Sunday, February 28, 2021

Review: Transcendent Kingdom

Transcendent Kingdom Transcendent Kingdom by Yaa Gyasi
My rating: 5 of 5 stars

In Transcendent Kingdom Yaa Gyasi’s second novel we meet a Ghanaian family living in Alabama. The story is told from Gifty’s perspective, she takes us into the world of her immigrant family and shows us how they moved from being together to things falling apart. Gifty’s parents met in Ghana, her mother decided America would be a great place to raise a family. She works hard and sends for the father who Gifty refers to as Chin Chin man. The father comes to Alabama but does not climatize as the rest of the family, for him, America is not all that it is cracked up to be. He tells his family he will be visiting Ghana but never returns.

Gifty’s brother Nana is a star athlete who bring victory upon victory to his home team. He performs so well he starts getting calls from major universities to play for them. Nana’s life is on track for greatness, until one day after an injury he is placed on bedrest and told to take OxyContin which he gets addicted to. Gifty and her mother tries everything in their power to help Nana recover from this addiction, he goes to a treatment camp, they pray for him, nothing works. A police man visits to let the family know Nana overdosed.

With the Chin Chin man in Ghana, Nana dead, Gifty and her mother is now a family of two, but with the mother barely present. She goes through significant bouts of depression, Gifty is left to raise herself.
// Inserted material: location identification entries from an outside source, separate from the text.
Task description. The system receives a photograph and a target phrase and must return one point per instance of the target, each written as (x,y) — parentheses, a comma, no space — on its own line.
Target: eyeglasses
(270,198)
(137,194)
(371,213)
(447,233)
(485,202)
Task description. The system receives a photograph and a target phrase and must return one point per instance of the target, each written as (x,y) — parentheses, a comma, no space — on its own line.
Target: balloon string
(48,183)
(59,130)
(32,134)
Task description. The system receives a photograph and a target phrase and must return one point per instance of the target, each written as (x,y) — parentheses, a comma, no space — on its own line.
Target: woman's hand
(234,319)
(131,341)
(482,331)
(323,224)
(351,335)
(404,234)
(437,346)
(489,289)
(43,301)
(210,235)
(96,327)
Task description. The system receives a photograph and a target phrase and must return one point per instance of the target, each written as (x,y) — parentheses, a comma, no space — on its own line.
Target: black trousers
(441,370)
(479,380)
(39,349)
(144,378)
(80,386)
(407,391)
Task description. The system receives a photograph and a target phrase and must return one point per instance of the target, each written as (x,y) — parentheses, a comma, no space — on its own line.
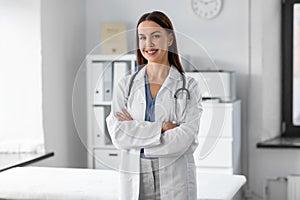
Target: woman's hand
(124,115)
(167,126)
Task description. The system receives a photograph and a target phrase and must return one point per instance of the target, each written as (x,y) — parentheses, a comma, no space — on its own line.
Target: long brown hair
(164,21)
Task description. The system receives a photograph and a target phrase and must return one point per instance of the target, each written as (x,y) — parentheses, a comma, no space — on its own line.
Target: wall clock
(207,9)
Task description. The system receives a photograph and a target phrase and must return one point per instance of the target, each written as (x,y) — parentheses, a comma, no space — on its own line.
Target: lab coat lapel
(138,91)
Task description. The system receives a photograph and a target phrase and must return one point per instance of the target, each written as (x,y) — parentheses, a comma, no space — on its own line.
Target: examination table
(88,184)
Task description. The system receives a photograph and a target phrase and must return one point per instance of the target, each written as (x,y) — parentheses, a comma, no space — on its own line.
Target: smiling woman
(21,127)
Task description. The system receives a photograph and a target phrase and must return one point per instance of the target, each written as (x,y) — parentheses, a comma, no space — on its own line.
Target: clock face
(207,8)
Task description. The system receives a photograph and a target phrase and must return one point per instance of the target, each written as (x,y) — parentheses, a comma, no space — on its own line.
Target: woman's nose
(149,42)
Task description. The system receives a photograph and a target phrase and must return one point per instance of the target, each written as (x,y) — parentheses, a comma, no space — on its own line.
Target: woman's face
(154,42)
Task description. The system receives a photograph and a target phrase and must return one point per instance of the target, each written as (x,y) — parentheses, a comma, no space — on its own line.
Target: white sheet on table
(58,183)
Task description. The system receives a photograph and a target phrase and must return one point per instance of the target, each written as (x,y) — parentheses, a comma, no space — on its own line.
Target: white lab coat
(174,148)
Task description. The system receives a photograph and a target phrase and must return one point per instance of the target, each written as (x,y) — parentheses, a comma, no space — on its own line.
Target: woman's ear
(171,38)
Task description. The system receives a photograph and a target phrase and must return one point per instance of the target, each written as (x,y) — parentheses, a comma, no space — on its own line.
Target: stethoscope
(183,89)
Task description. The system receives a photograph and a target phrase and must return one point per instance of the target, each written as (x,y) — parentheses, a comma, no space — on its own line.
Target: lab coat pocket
(192,181)
(180,106)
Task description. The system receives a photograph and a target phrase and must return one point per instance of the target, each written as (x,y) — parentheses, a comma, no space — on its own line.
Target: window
(291,68)
(21,127)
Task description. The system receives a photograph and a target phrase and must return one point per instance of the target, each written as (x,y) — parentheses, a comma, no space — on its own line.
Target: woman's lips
(151,52)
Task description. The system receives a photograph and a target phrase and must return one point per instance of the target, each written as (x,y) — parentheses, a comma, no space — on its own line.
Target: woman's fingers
(120,116)
(125,116)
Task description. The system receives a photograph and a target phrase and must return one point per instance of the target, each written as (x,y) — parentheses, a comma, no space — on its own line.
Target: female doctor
(156,129)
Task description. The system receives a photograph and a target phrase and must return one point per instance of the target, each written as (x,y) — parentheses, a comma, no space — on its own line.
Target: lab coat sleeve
(133,133)
(176,141)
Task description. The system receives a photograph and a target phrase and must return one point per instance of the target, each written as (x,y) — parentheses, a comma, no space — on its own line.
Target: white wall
(264,98)
(63,50)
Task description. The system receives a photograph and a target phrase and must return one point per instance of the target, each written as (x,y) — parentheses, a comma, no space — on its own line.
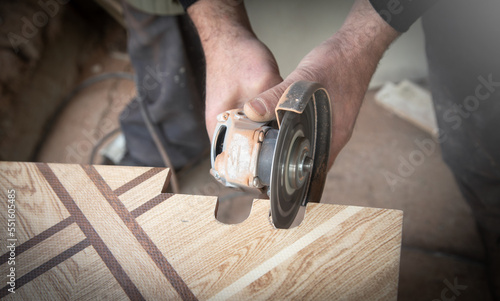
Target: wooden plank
(162,246)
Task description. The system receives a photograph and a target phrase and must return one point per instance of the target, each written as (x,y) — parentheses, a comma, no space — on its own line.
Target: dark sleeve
(187,3)
(401,14)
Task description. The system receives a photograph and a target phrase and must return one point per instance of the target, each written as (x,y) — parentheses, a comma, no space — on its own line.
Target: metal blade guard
(287,160)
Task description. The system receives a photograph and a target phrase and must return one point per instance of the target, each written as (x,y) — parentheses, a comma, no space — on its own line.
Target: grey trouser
(166,54)
(463,50)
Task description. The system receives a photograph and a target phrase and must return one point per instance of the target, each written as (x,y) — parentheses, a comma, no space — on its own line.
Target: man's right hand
(344,65)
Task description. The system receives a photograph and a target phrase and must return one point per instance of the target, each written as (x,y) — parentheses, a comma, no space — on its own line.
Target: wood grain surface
(100,232)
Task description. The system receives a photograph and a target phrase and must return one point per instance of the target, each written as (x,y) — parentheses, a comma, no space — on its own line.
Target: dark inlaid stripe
(150,204)
(161,262)
(138,180)
(113,265)
(39,238)
(46,266)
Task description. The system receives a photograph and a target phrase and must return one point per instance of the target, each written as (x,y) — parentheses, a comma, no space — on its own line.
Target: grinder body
(286,158)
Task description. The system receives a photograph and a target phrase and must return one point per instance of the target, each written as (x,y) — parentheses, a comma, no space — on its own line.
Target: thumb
(261,108)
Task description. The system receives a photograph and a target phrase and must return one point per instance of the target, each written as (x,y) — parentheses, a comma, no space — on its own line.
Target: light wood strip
(161,262)
(135,197)
(230,250)
(355,266)
(93,237)
(141,269)
(37,206)
(84,276)
(117,176)
(45,250)
(285,253)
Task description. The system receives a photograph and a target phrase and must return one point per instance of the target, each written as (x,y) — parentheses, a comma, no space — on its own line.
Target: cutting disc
(292,163)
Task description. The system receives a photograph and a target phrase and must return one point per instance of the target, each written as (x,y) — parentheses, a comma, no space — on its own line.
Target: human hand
(344,65)
(239,66)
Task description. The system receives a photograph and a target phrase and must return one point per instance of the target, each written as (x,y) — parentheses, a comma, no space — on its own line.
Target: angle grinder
(287,158)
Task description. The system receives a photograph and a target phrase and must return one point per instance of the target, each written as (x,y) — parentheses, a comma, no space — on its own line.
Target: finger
(261,108)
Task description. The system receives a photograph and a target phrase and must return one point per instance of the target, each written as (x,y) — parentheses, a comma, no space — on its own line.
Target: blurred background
(47,115)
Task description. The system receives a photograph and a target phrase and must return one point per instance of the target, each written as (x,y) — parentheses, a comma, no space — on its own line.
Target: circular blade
(295,144)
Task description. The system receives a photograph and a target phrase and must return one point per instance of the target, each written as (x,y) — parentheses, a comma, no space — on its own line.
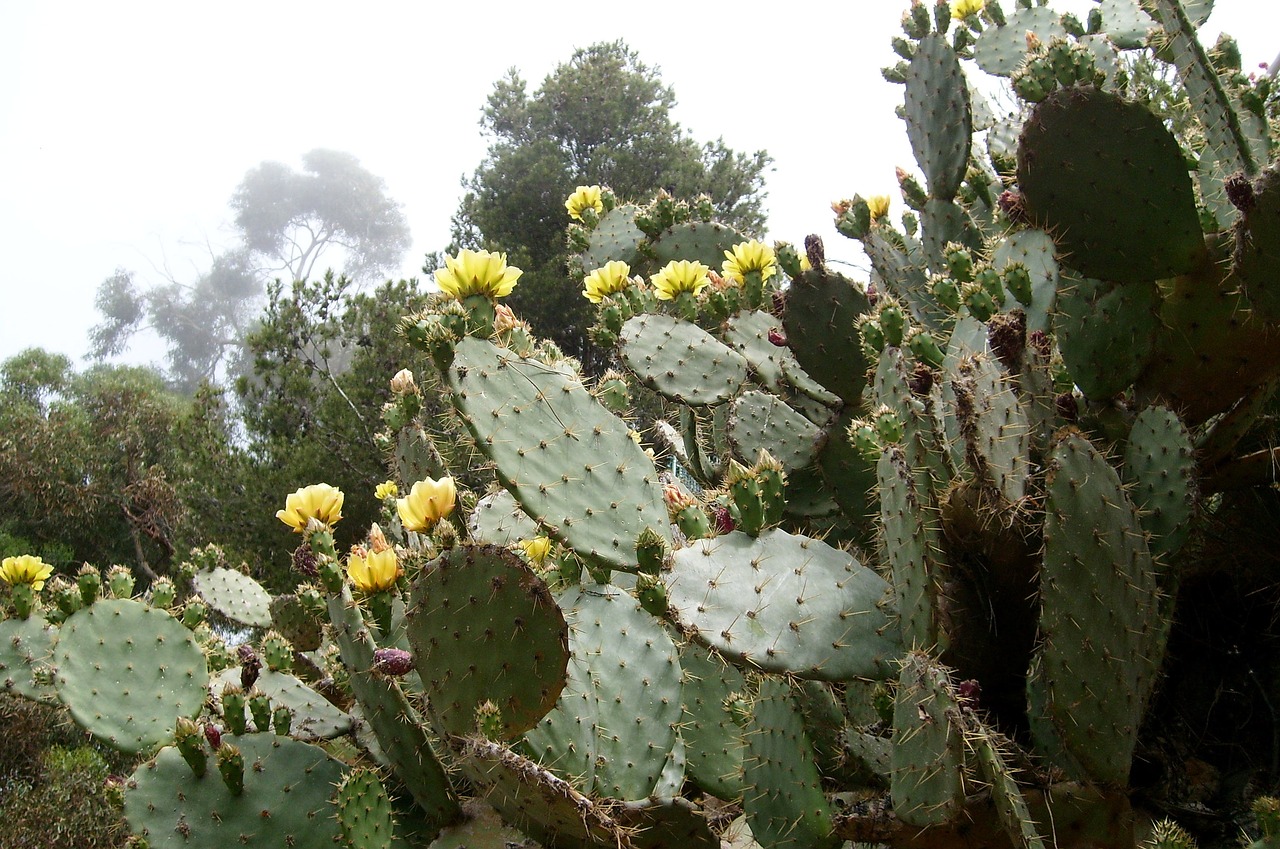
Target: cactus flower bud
(392,662)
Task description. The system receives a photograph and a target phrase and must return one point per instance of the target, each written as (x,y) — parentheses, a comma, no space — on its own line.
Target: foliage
(287,222)
(603,117)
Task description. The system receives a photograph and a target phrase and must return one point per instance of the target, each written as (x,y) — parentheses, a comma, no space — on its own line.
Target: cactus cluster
(897,564)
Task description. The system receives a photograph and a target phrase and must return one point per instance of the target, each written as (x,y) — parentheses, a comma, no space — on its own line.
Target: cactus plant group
(897,565)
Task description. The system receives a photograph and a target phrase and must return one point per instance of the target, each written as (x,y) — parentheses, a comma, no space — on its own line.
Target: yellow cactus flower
(373,571)
(585,197)
(612,278)
(476,273)
(749,256)
(426,503)
(26,569)
(679,277)
(536,548)
(318,501)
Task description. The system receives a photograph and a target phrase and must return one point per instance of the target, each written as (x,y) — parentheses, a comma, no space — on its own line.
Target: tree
(287,220)
(603,117)
(88,460)
(291,218)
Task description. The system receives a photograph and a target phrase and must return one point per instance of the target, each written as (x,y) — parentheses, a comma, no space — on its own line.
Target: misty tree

She manages to submerge herself in the sciences and ends up being a candidate in neuroscience at Stanford School of Medicine. Gifty intends to study reward seeking behaviour as a way to understand what happened to her bother and is currently happening to her mother.

A major theme in this book is faith and religion and I think it was theme that was executed with excellency. I felt the book does a great job of showing us realistic way people’s faith gets tested and why some turn away from God.  The mother-daughter theme was beautifully portrayed in such layered and nuanced way. At times my heart broke for Gifty and how her mother handled the death of her son, and the suffering of her daughter.

An excellent read and looking forward to more from this author.